Las mujeres imperfectas se rodean de hombres imperfectos, hombres sensibles, amorosos y despiertos que caminan al mismo paso, en el mismo sendero.

Las mujeres imperfectas aprenden a sentir la menstruación como un don que las convierte en dadoras de vida, como una poderosa apertura a otros mundos. Comprenden el dolor menstrual como un dolor muy antiguo de las mujeres que las precedieron por muchas generaciones y que supone la reconciliación con su útero y el útero de la madre tierra. Las mujeres imperfectas comienzan a recordar que su sangre no es basura, su sangre es sagrada y trae consigo la alquimia de la vida.

Las mujeres imperfectas levantan la voz por la femineidad muda en justicia y en derechos, por los sueños mutilados, las manos atadas por la Historia y la boca sellada por la tiranía; porque el silencio sometido contiene el grito de todas las mujeres y el grito de una sola mujer contiene el eco de todos los cantos, el cielo de todos los vuelos, la simiente de todas las flores.

En sus vientres traen un canto antiguo y una esperanza gestante. Vienen pariendo estrellas a este tiempo tan hambriento de luz.

Las mujeres imperfectas dicen bien alto que no tienen miedo, caminan sin temor y sin amnesia por un mundo lleno de miedo a las mujeres sin miedo.

Las mujeres imperfectas no son propiedad de nadie más que de sí mismas, no forman parte del masculino genérico, ni son costilla de nadie, ni objeto de deseo, ni son invisibles. Son mujeres y quieren ser nombradas como tal.

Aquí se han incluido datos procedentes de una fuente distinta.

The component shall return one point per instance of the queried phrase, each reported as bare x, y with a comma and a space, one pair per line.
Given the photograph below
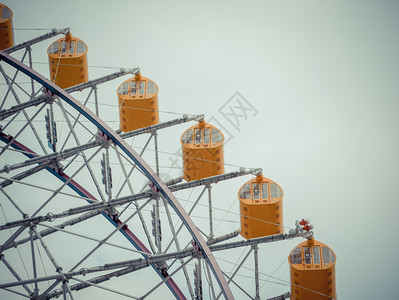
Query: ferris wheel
87, 208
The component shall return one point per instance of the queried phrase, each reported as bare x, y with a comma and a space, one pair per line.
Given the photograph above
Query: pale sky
320, 78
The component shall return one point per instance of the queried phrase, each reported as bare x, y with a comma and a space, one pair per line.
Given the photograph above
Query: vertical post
106, 173
255, 248
198, 280
209, 187
96, 100
36, 290
156, 225
155, 134
30, 65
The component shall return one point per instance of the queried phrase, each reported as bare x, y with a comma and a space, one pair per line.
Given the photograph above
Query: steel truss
80, 166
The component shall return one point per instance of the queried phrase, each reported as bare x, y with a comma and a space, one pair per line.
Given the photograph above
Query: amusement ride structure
66, 176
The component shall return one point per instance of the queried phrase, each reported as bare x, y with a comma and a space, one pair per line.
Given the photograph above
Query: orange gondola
312, 265
261, 208
68, 61
6, 30
202, 146
138, 103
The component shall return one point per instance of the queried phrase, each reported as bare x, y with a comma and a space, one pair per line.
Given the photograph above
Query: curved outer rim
151, 175
129, 235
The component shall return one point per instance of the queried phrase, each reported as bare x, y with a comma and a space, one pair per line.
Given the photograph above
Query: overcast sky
320, 83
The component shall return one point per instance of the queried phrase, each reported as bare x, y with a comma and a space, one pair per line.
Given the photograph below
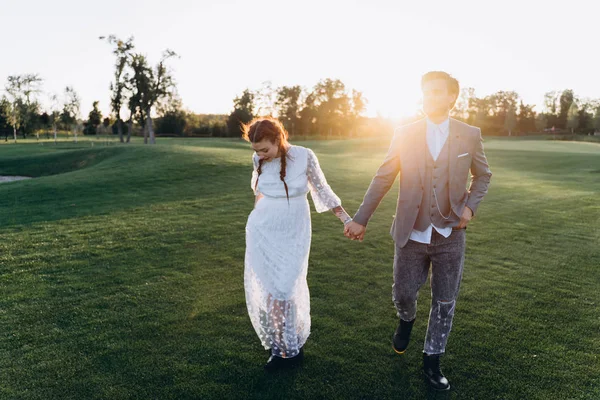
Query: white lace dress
278, 235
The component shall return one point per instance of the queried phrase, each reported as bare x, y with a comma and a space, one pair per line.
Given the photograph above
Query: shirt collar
444, 127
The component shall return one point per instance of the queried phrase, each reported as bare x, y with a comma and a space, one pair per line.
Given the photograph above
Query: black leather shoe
402, 336
275, 363
433, 373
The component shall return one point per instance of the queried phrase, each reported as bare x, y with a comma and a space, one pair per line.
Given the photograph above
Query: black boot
402, 336
433, 373
275, 363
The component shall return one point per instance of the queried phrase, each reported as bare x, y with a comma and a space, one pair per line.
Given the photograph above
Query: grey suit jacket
407, 156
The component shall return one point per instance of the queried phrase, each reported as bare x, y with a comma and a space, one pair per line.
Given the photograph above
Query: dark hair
261, 128
451, 82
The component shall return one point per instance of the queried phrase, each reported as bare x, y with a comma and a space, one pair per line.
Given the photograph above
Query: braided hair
268, 128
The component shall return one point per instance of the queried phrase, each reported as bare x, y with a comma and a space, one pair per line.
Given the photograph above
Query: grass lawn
121, 277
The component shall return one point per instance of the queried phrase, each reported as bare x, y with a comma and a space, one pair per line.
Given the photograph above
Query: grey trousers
411, 266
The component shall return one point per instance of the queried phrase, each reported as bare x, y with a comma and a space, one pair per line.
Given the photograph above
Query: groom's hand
355, 231
466, 217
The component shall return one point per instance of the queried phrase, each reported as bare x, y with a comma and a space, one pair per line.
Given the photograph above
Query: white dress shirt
436, 137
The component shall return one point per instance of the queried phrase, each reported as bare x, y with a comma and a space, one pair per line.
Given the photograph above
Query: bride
278, 235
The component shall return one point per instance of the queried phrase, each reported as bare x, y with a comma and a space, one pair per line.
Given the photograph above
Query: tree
308, 114
573, 117
359, 103
71, 111
288, 107
596, 119
541, 122
551, 107
5, 109
23, 111
510, 121
152, 85
55, 115
243, 112
566, 101
526, 118
94, 120
332, 105
123, 52
265, 99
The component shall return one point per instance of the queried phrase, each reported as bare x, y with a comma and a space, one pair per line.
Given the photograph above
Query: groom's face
437, 100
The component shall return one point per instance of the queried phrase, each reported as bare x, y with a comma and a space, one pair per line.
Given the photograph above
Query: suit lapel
454, 144
424, 153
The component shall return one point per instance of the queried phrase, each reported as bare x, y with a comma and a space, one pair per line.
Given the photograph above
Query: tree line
147, 95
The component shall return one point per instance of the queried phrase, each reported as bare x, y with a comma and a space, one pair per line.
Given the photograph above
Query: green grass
121, 276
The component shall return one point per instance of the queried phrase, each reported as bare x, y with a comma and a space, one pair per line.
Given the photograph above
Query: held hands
354, 231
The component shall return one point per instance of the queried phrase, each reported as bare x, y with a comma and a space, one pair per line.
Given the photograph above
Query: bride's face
266, 150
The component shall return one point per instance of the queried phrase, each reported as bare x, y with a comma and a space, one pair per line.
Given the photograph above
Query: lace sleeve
323, 197
254, 174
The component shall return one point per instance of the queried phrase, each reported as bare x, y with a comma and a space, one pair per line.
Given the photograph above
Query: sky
378, 47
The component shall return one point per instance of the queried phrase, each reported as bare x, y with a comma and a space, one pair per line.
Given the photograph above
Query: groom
433, 156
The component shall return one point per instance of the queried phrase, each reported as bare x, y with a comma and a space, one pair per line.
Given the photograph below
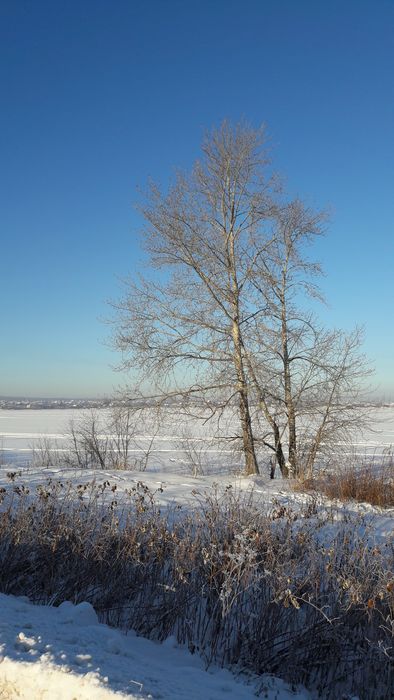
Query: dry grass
260, 591
372, 483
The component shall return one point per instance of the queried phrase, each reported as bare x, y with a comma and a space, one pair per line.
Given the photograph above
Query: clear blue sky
96, 96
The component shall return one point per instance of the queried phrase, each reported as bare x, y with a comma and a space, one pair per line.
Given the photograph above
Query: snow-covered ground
64, 652
20, 431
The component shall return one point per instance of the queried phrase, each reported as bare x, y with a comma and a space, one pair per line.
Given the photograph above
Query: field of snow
64, 653
20, 430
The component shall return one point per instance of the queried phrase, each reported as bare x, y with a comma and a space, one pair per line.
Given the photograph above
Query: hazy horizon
98, 98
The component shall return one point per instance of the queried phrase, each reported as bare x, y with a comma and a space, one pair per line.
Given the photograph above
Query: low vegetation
372, 483
297, 595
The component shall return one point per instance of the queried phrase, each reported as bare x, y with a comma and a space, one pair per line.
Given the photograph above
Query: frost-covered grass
372, 482
243, 572
300, 593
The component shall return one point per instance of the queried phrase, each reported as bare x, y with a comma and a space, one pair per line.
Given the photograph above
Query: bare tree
207, 233
308, 380
227, 314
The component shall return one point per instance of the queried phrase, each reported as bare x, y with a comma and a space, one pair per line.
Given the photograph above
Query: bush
260, 591
371, 483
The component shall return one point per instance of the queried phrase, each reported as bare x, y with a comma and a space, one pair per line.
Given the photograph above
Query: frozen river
21, 430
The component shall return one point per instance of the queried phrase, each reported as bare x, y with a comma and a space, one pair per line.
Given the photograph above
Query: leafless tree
225, 315
308, 380
186, 328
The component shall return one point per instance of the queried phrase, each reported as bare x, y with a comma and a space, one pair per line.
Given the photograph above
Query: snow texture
64, 653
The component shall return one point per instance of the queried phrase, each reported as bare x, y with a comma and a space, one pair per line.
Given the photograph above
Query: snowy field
20, 431
65, 653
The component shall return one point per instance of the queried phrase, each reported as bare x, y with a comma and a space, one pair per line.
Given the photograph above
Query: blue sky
97, 96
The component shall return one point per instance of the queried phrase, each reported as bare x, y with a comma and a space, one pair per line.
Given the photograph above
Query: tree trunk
251, 465
291, 418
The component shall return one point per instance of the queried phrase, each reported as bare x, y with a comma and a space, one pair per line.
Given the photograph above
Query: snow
64, 653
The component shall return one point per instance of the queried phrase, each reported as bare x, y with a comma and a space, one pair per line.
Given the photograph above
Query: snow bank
64, 653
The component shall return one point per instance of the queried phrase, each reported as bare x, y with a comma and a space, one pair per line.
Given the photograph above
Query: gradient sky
97, 96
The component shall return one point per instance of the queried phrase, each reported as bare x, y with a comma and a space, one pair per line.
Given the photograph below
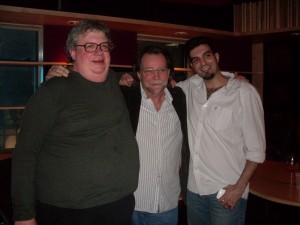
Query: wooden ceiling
201, 2
145, 29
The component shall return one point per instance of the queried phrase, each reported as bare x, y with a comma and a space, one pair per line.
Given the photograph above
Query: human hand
57, 71
231, 196
26, 222
126, 80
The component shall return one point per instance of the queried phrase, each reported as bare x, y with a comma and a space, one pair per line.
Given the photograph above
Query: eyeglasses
92, 47
152, 71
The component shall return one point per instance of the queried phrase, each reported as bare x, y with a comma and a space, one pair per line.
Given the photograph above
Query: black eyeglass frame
110, 46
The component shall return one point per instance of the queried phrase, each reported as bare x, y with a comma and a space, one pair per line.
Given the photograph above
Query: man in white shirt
226, 138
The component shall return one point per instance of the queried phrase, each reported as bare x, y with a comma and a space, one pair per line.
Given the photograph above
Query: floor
259, 211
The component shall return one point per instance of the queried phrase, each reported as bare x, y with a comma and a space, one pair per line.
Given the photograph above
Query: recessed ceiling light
72, 22
181, 33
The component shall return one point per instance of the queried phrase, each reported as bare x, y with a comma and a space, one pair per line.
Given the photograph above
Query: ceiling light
72, 22
181, 33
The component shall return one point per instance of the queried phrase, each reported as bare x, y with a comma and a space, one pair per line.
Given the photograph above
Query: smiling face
154, 74
204, 62
92, 66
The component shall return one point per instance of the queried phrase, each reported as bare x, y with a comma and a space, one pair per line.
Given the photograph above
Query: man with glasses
76, 159
158, 118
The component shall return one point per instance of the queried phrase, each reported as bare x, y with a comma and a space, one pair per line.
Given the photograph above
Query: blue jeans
206, 210
165, 218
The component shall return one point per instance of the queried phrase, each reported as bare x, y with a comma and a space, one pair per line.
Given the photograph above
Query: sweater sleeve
37, 120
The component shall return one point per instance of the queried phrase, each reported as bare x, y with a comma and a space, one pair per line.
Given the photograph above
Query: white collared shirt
224, 132
159, 138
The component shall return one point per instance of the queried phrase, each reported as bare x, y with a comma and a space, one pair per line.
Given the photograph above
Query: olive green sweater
76, 148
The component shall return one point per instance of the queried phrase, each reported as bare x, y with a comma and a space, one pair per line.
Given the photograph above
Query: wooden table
275, 182
5, 156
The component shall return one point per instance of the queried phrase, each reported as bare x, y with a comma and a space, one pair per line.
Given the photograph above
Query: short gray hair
80, 29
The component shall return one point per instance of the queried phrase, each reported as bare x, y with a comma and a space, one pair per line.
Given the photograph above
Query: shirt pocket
220, 118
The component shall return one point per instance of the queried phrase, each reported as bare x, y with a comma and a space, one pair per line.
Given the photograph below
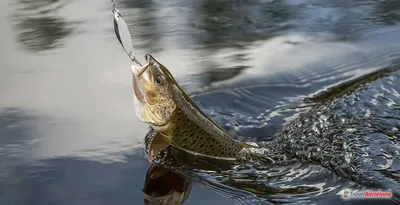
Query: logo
349, 194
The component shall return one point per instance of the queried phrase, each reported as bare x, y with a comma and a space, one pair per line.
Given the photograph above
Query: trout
160, 102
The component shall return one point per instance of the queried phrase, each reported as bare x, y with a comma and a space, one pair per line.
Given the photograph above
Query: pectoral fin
159, 143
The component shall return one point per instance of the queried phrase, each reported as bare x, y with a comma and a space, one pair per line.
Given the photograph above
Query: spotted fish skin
188, 135
161, 102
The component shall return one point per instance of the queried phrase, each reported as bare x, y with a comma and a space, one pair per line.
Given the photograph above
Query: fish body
161, 102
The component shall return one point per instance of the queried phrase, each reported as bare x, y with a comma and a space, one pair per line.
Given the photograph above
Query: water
68, 134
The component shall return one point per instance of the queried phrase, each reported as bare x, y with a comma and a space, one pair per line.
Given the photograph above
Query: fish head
153, 93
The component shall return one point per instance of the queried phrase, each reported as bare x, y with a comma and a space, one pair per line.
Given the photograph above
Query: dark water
262, 69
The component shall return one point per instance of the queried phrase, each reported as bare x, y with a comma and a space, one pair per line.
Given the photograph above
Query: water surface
68, 134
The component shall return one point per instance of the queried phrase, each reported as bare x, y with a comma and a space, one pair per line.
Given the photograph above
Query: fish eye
159, 79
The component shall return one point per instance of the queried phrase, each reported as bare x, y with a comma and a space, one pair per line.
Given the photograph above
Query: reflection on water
38, 26
219, 24
144, 24
68, 134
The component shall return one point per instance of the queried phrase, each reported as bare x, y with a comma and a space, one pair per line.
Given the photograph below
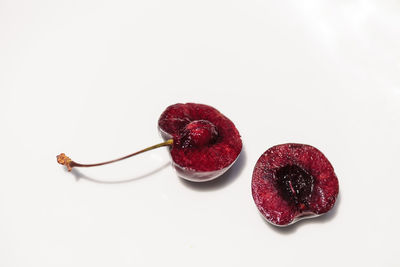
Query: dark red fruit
292, 182
206, 143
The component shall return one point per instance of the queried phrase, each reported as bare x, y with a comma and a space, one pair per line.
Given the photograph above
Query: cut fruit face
206, 143
292, 182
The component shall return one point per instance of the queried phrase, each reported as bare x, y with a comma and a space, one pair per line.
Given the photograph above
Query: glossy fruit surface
206, 143
292, 182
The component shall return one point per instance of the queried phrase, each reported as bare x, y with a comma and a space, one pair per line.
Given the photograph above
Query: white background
90, 78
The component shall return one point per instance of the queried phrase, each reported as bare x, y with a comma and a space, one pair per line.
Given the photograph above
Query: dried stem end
64, 160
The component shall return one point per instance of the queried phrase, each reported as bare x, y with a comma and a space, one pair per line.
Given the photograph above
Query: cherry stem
64, 160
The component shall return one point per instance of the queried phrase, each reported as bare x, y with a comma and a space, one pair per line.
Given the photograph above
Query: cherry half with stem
203, 143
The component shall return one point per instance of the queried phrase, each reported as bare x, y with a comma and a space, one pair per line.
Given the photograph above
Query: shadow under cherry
227, 178
317, 220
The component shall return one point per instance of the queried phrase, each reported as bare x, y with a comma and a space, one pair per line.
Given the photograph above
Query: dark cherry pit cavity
293, 181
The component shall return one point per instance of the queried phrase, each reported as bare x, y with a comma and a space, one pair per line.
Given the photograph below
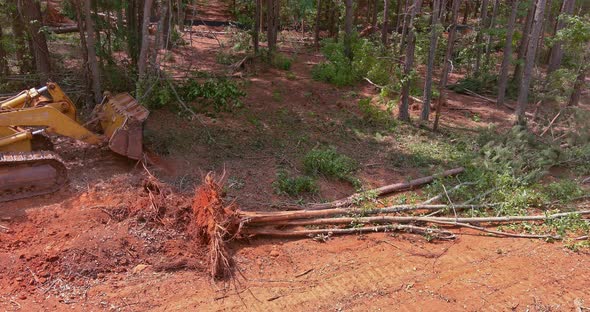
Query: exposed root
215, 223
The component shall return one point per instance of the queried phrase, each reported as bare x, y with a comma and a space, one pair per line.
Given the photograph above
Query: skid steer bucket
121, 118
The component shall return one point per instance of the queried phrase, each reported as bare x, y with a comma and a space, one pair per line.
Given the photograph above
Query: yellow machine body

Las mujeres imperfectas son increíblemente perfectas cuando se atreven a ser imperfectas, cuando se atreven a ser quien las dé la gana ser, cuando se atreven a ser, sin más ni menos, a ser.

Las mujeres imperfectas comienzan a sentir la llamada, a reencontrarse con otras mujeres imperfectas donde se recuerdan todo aquello que el alma no debe olvidar. 

Se recuerdan que no están solas, que nunca lo estuvieron; que nunca lo estarán.

Porque ser imperfectas las hace únicas, ser imperfectas las hace, al mundo, a ellos y a ellas, LIBRES.